In 800 A.D., the capital of Ethiopia was moved from Aksum to the central highlands. From about 1000 A.D., Ethiopia exported gold and ivory to Egypt but remained a largely agriculturally based economy. From about 1150 A.D., the Zagwe kings took control and ruled over the Ethiopian region that was previously ruled by the Akusamite kings. They established the capital at Adefa in the central highlands.
The Zagwe dynasty aggressively expanded the Christian Ethiopian state by replacing traditional rulers with Christian military leaders or by members of the ruling royal family. The district leaders were given large estates and the ability to tax the local people. The role of the governors was to organize military protection, ensure the safety of local traders and provide the King with tax revenue. When the Zagwe kings conquered a people they would set up monasteries and send Christian missionaries. The monasteries became learning centers for Ethiopian Christian culture.
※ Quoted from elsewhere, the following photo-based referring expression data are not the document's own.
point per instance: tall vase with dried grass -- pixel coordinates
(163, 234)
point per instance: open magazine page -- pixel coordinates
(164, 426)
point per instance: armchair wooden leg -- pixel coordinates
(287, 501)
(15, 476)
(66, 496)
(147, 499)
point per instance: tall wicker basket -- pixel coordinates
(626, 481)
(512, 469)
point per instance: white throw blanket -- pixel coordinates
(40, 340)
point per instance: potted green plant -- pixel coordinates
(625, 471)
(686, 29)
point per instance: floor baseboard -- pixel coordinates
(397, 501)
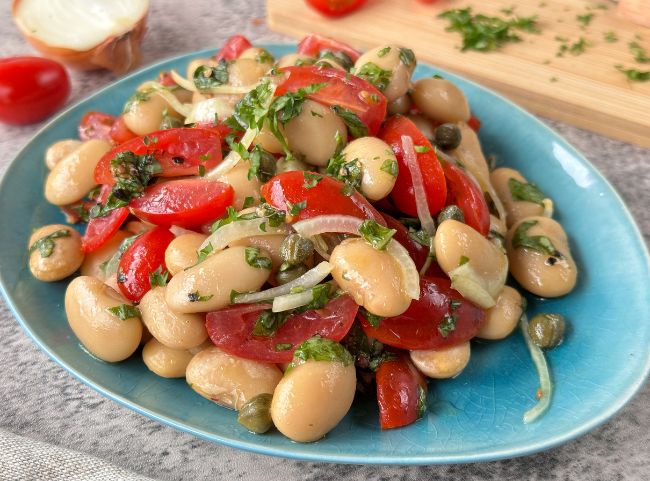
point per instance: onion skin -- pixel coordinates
(118, 53)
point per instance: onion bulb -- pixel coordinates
(85, 34)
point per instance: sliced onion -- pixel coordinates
(308, 280)
(546, 386)
(239, 230)
(85, 34)
(347, 224)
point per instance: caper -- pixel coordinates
(255, 415)
(290, 273)
(451, 212)
(447, 136)
(547, 330)
(295, 250)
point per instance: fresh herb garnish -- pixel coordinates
(45, 245)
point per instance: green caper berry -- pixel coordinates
(255, 415)
(451, 212)
(295, 250)
(283, 276)
(447, 136)
(547, 330)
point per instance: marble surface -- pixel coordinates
(41, 401)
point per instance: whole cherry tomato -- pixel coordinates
(142, 258)
(326, 197)
(231, 329)
(31, 89)
(432, 173)
(441, 317)
(347, 91)
(401, 392)
(187, 203)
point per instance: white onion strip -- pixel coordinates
(546, 386)
(308, 280)
(240, 229)
(346, 224)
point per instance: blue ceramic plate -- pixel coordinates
(475, 417)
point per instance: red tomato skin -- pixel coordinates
(466, 194)
(187, 203)
(144, 256)
(417, 328)
(100, 229)
(432, 174)
(313, 44)
(195, 145)
(231, 329)
(31, 89)
(326, 198)
(233, 48)
(398, 392)
(96, 125)
(343, 89)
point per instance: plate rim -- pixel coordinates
(490, 454)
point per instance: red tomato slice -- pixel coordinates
(100, 229)
(144, 256)
(181, 151)
(325, 198)
(187, 203)
(96, 125)
(418, 327)
(231, 329)
(233, 48)
(313, 44)
(401, 392)
(466, 194)
(343, 89)
(432, 173)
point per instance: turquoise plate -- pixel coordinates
(475, 417)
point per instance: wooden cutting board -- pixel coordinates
(585, 90)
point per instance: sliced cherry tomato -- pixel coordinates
(187, 203)
(143, 257)
(231, 329)
(342, 89)
(181, 151)
(119, 132)
(325, 198)
(440, 318)
(233, 48)
(466, 194)
(432, 173)
(100, 229)
(313, 44)
(401, 392)
(96, 125)
(31, 89)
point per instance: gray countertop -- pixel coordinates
(41, 401)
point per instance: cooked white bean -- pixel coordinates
(74, 175)
(173, 329)
(207, 286)
(372, 277)
(55, 252)
(229, 380)
(538, 272)
(502, 319)
(377, 163)
(103, 333)
(59, 150)
(442, 363)
(181, 253)
(314, 131)
(440, 100)
(165, 361)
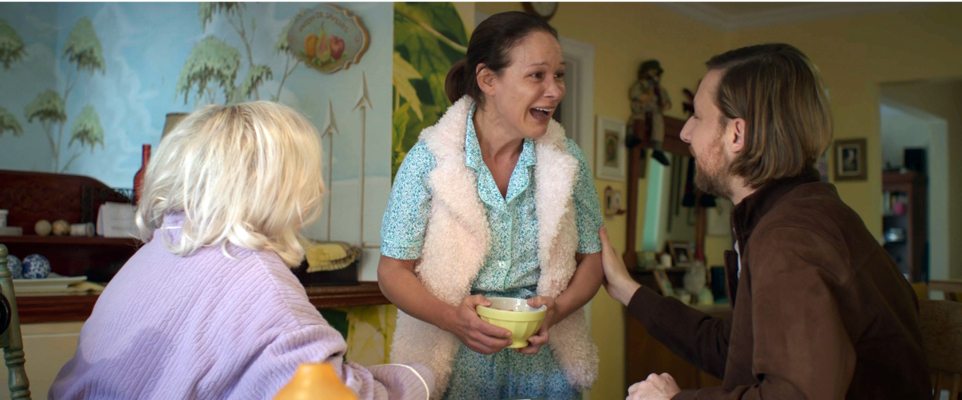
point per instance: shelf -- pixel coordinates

Even though Ethiopia was surrounded by Muslims and pagan styles of worship they maintained their connections to Old Testament teaching. Under Zagwe leadership, Ethiopia reopened the links between the Ethiopian Christian Church and the Holy Land. Prior to this, the Ethiopian church remained connected to the Egyptian Coptic church. By the 13th century, Ethiopians could travel and trade through Egypt freely and even make pilgrimages to Israel through the Nile River.
Between 1200 and 1250 A.D., the church constructed many churches in Adefa. Some historians believe that these churches were an attempt to recreate Jerusalem. In 1270 A.D., the Solomonid dynasty ousted the last Zagwe ruler. The Solomonid dynasty lasted from 1270-1550 A.D.